Treatment of Addison's Disease with Hyperpigmentation
The standard treatment for men with Addison's disease presenting with skin darkening (hyperpigmentation) is daily hydrocortisone (15-25 mg) in divided doses combined with fludrocortisone (0.05-0.1 mg) once daily. 1
Understanding Addison's Disease and Hyperpigmentation
Addison's disease (primary adrenal insufficiency) is characterized by insufficient production of glucocorticoids and mineralocorticoids by the adrenal cortex. Skin hyperpigmentation is a classic sign of Addison's disease, particularly affecting:
- Sun-exposed areas
- Palmar creases
- Frictional surfaces
- Vermilion border of lips
- Recent scars
- Genital skin
- Oral mucosa
The darkening occurs due to elevated ACTH levels resulting from the lack of negative feedback from cortisol.
Treatment Algorithm
1. Glucocorticoid Replacement
- First-line therapy: Hydrocortisone 15-25 mg daily in divided doses 1
- Typical regimen: 10-15 mg in the morning, 5-10 mg in early afternoon
- Alternatively: Cortisone acetate 20-30 mg daily in divided doses 2
- Dosing schedule: Two or preferably three doses per day to mimic natural cortisol rhythm 3
- Avoid: Synthetic glucocorticoids as first-line due to potential undesirable long-term metabolic effects 3
2. Mineralocorticoid Replacement
- Standard therapy: Fludrocortisone 0.05-0.1 mg once daily 1, 4
- Dose adjustment: May range from 0.05 mg to 0.2 mg based on:
- Blood pressure measurements
- Serum electrolyte levels (sodium and potassium)

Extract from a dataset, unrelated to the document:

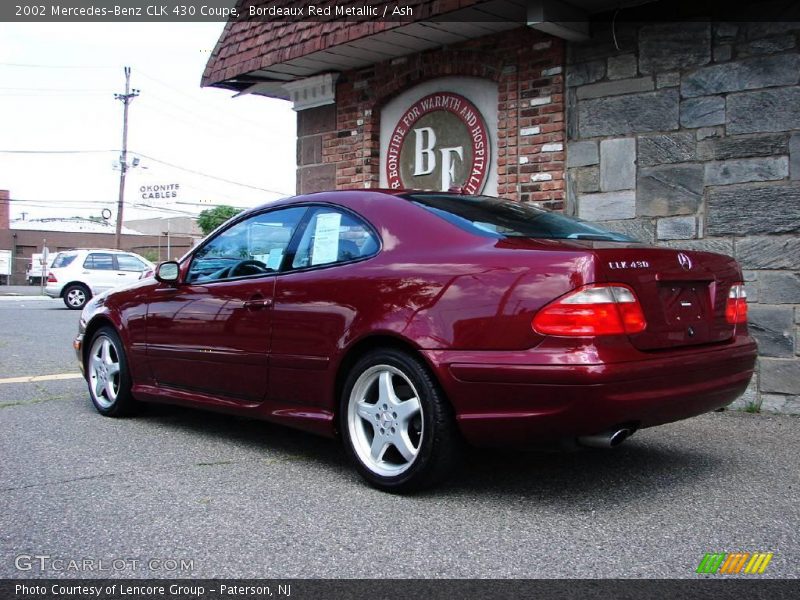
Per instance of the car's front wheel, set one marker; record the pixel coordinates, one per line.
(397, 426)
(108, 376)
(76, 296)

- Presence of peripheral edema
3. Monitoring and Follow-up
- Initial period: Monitor every 1-3 months 1
- Assess overall well-being
- Check weight and blood pressure
- Measure serum electrolytes
- Stable patients: Annual follow-up 1
- Screen for associated autoimmune conditions
- Assess bone mineral density every 3-5 years
4. Patient Education for Stress Dosing
- Minor illness/stress: Double or triple usual daily dose 1
- Moderate stress: Hydrocortisone 50-75 mg/day in divided doses
- Severe stress/adrenal crisis: Hydrocortisone 100 mg IV immediately, followed by 100-300 mg/day as continuous infusion or divided doses every 6 hours
Expected Response to Treatment
With appropriate replacement therapy, hyperpigmentation should gradually improve over weeks to months as ACTH levels normalize. The darkening of the skin is directly related to elevated ACTH and will resolve with proper hormone replacement.
Common Pitfalls to Avoid
- Inadequate dosing: Insufficient glucocorticoid replacement will not suppress ACTH, and hyperpigmentation will persist
- Overtreatment: Excessive glucocorticoid doses can lead to Cushingoid features, osteoporosis, and metabolic complications
- Ignoring mineralocorticoid needs: Focusing only on glucocorticoid replacement without adequate fludrocortisone can lead to persistent orthostatic hypotension and electrolyte abnormalities
- Failure to educate patients: Patients must understand the importance of stress dosing to prevent adrenal crisis
- Relying solely on serum cortisol levels: Timing of the last hydrocortisone dose must be considered when interpreting results 1
Additional Considerations
- DHEA replacement: May be considered for patients with persistent symptoms despite adequate primary replacement therapy, typical starting dose 25-50 mg daily 1
- Medical alert identification: All patients should wear a medical alert bracelet/card indicating their condition 2
- Regular screening: Annual assessment for other autoimmune disorders is recommended as Addison's disease is often part of autoimmune polyendocrine syndromes 1, 5
Proper treatment will not only address the hyperpigmentation but will also improve the overall quality of life and prevent potentially life-threatening adrenal crises in patients with Addison's disease.